# Project B: Problem 1 Classifier Pipeline

In [36]:
import os

import numpy as np
import pandas as pd
import sklearn.tree
import sklearn.ensemble

## Import cleaned data (using HW4 data for now)

In [37]:
DATA_DIR = os.path.join("../hw4/data_product_reviews/")
x_tr_df = pd.read_csv(os.path.join(DATA_DIR, 'x_train.csv.zip'))
y_tr_df = pd.read_csv(os.path.join(DATA_DIR, 'y_train.csv'))
x_tr_NF = np.minimum(x_tr_df.values, 1.0).copy()
y_tr_N = y_tr_df.values[:,0].copy()

print("Training data")
print("x_tr_NF.shape: %s" % str(x_tr_NF.shape))
print("y_tr_N.shape : %s" % str(y_tr_N.shape))
print("mean(y_tr_N) : %.3f" % np.mean(y_tr_N))

Training data
x_tr_NF.shape: (6346, 7729)
y_tr_N.shape : (6346,)
mean(y_tr_N) : 0.500


## Even smaller dataset
HW4 dataset took too long for testing purposes

In [58]:
# We generated this training set for you.

N = 12

x_tr_N = np.asarray([
    -0.975, -0.825, -0.603, -0.378, -0.284, -0.102,
     0.169,  0.311,  0.431,  0.663,  0.795,  0.976])
x_tr_NF = x_tr_N.reshape((N,1)) # need an (N,1) shaped array for later use with sklearn

y_tr_N = np.asarray([0, 1, 0, 1, 0, 0, 1, 1, 1, 0, 0, 1])

In [59]:
def make_dataset(n_examples=10, seed=101, flip_fraction=0.15):
    N = int(n_examples)
    prng = np.random.RandomState(seed)

    # Make x values between -1 and 1, roughly evenly spaced
    x_N = np.linspace(-1, 1, N) + 0.05 * prng.randn(N)

    # Make y values such that broadly, the true function says:
    # y_n = 1  if x_n > 0 
    # y_n = 0  otherwise
    y_N = np.asarray(x_N > 0, dtype=np.int32)
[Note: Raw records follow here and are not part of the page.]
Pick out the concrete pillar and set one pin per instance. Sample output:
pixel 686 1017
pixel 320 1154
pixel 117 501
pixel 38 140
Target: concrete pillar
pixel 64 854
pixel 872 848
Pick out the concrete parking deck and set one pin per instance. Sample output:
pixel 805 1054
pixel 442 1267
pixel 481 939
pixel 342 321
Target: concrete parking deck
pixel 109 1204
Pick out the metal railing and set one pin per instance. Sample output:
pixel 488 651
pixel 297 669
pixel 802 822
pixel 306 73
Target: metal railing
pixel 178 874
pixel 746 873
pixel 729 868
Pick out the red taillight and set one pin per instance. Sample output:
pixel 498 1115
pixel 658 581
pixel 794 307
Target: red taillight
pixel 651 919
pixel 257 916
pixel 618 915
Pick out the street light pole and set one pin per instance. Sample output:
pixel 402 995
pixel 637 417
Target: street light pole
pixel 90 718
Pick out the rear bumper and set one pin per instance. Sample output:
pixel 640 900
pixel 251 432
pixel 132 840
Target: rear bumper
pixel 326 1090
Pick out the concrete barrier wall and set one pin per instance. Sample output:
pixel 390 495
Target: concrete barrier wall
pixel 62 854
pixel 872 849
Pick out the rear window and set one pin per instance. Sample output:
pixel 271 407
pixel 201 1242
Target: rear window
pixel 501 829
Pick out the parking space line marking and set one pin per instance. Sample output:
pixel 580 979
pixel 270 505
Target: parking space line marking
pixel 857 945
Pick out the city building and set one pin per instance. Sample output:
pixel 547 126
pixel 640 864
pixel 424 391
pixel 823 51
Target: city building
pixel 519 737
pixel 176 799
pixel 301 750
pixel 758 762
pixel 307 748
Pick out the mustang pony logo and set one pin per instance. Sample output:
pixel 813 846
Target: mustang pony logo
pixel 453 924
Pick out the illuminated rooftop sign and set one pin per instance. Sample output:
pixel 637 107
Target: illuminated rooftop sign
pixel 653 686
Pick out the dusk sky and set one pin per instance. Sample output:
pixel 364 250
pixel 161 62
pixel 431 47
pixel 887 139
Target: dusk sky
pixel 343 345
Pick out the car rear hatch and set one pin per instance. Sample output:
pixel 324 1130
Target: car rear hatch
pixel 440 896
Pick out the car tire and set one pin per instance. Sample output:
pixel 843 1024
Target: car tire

    # flip a small percentage of the values
    chosen_ids = prng.permutation(np.arange(N))[:int(np.floor(flip_fraction * N))]
    y_N[chosen_ids] = 1 - y_N[chosen_ids]
    return x_N.reshape((N,1)), y_N

In [60]:
M = 100
x_va_MF, y_va_M = make_dataset(n_examples=M, seed=201)

## Dataset Exploration

In [61]:
num_train_samples = x_tr_NF.shape[0]
num_positive_train_samples = np.count_nonzero(y_tr_N == 1)
fraction_positive_train = float(num_positive_train_samples) / float(num_train_samples)


print(f"Total number of training samples = {num_train_samples}")
print(f"Fraction positive training samples = {fraction_positive_train}")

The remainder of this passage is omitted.